The folks over at NPR’s Planet Money (one of the best podcasts, period, for anyone who’s unfamiliar) put together a great episode last month about how new data analysis tools may finally put an end to the traditional job interview.

Evolve, the company profiled in the podcast, uses forced choice tests, meaning they force test takers to choose between two statements that seem equally true or untrue, to suss out an applicant’s true character. Then they compare those profiles with current employees’ test results -- the good employees and the poor ones -- to see how they line up.

The company also looks at metadata, such as how long applicants take to answer each question and what Web browser they use. (For the record, Chrome and Firefox users stay longer and perform better at call center jobs than those who use Internet Explorer or Safari).

What makes this a truly data-driven process is that the company lets data from the best and worst employees’ tests drive what they’re looking for rather than making presumptions about what a good employee’s profile should be.

What they’ve found is that the traditional things people include in resumés, cover letters and interviews don’t often line up with what actually makes a good employee.
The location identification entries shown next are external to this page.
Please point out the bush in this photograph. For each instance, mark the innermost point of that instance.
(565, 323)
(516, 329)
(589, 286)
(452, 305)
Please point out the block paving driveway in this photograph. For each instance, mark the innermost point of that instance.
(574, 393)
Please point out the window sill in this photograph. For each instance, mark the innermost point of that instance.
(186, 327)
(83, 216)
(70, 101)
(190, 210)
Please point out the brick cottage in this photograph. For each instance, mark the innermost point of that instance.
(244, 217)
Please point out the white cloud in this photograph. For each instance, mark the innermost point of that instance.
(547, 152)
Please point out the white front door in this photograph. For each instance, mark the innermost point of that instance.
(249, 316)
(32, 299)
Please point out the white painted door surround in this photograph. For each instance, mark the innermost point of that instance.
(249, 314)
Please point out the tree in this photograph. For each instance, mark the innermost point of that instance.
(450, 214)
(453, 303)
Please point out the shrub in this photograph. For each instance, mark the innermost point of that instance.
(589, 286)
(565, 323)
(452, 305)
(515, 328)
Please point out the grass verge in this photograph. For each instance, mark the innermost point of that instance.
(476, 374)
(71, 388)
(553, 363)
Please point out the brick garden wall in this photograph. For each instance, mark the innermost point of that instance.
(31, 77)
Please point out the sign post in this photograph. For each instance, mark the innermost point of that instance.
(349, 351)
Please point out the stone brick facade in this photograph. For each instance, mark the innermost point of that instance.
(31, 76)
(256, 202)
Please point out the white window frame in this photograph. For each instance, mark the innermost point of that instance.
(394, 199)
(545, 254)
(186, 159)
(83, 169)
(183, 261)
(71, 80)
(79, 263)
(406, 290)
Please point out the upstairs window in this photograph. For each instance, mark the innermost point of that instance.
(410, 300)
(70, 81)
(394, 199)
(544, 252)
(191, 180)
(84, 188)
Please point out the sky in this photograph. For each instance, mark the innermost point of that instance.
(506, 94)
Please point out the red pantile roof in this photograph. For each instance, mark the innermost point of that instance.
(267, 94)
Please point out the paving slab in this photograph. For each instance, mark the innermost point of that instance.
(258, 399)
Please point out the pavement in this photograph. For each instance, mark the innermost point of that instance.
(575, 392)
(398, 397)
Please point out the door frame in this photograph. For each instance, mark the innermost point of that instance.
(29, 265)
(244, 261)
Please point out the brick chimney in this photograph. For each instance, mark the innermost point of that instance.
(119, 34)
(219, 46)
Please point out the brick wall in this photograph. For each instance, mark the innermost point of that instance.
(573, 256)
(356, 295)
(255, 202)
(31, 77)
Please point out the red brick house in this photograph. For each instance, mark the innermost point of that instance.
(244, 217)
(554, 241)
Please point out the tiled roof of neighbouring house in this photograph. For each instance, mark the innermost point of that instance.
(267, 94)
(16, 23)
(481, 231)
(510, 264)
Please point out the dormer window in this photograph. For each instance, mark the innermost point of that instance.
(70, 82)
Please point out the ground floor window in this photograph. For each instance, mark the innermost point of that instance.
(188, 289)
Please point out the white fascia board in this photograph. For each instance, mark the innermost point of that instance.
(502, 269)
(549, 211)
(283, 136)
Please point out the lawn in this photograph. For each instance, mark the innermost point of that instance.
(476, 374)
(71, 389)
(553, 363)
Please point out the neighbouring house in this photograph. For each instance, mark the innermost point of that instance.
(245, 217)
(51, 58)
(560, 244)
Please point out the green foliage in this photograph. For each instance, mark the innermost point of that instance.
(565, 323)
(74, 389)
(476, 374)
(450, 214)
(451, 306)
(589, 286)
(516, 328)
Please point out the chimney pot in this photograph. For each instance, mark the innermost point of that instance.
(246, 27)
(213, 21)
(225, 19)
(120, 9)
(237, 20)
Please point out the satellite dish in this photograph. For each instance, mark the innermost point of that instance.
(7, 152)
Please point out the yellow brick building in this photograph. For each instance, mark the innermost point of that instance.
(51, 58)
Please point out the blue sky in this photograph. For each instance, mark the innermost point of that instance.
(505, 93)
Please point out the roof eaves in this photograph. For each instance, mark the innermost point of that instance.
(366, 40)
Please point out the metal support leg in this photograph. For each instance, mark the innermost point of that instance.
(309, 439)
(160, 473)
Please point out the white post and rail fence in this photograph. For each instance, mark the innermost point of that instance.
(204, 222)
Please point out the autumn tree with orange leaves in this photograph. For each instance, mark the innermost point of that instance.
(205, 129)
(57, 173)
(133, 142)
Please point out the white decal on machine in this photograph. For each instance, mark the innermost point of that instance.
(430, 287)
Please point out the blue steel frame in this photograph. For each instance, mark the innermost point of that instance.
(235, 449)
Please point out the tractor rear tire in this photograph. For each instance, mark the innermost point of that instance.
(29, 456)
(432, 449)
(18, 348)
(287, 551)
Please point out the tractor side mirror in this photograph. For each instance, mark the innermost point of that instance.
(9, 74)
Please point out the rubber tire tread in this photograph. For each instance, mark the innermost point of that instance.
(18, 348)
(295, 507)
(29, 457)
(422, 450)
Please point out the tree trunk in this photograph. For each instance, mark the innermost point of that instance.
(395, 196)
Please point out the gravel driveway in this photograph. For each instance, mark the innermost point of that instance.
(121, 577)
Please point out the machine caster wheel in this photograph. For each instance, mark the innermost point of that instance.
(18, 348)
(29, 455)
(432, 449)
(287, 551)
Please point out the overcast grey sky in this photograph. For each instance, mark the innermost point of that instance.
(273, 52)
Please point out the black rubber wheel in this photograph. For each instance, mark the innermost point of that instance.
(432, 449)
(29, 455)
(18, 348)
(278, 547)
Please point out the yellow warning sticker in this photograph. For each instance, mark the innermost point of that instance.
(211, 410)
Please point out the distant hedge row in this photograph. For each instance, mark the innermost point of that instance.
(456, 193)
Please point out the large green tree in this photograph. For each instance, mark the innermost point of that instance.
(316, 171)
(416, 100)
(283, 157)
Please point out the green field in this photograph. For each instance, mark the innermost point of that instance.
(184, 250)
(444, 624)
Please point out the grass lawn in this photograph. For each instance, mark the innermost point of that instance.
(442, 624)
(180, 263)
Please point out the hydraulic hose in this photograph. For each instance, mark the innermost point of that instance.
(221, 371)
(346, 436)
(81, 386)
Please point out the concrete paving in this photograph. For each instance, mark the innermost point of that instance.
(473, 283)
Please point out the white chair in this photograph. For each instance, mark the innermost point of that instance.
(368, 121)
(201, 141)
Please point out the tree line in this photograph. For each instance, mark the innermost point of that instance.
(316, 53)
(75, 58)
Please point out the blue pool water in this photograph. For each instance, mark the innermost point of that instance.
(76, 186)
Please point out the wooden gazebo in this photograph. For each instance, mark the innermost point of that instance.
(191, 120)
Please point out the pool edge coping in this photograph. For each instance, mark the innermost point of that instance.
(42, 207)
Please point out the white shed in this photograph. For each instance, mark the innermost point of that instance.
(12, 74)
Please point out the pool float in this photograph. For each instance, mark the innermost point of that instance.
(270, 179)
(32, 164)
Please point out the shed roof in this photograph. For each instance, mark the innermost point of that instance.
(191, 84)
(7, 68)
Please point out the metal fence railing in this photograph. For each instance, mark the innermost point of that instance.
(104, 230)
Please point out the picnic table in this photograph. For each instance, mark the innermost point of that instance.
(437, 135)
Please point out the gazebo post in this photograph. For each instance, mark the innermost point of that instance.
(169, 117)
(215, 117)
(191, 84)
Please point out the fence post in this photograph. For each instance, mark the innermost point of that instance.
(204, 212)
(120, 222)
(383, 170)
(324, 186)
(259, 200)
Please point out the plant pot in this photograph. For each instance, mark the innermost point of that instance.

The company’s data show, for example, that a software writer’s education level has almost nothing to do with how well she’ll perform on the job. For collection agents, who you’d think should be pretty no-nonsense, it turns out creativity may be more important than persuasiveness.

What makes this a particularly interesting story for government is that the profile of a superior government employee -- or what we presume that profile ought to be absent data -- is pretty messy.

To make just a short list: They should be highly motivated to work even though it’s more difficult for the government to reward hard work with performance raises and bonuses than it is for the private sector. They should be patient, understanding that government work progresses more slowly with more oversight and more paperwork than in the private sector. And they should probably be ideologically committed to public service, so their spirits won’t be broken by pay freezes and government shutdowns.

Those are all traits that are difficult to assess based on an interview or an application, though. If government managers used more data from their best employees in the hiring process, they might be able to draw more of those best employees into the workforce.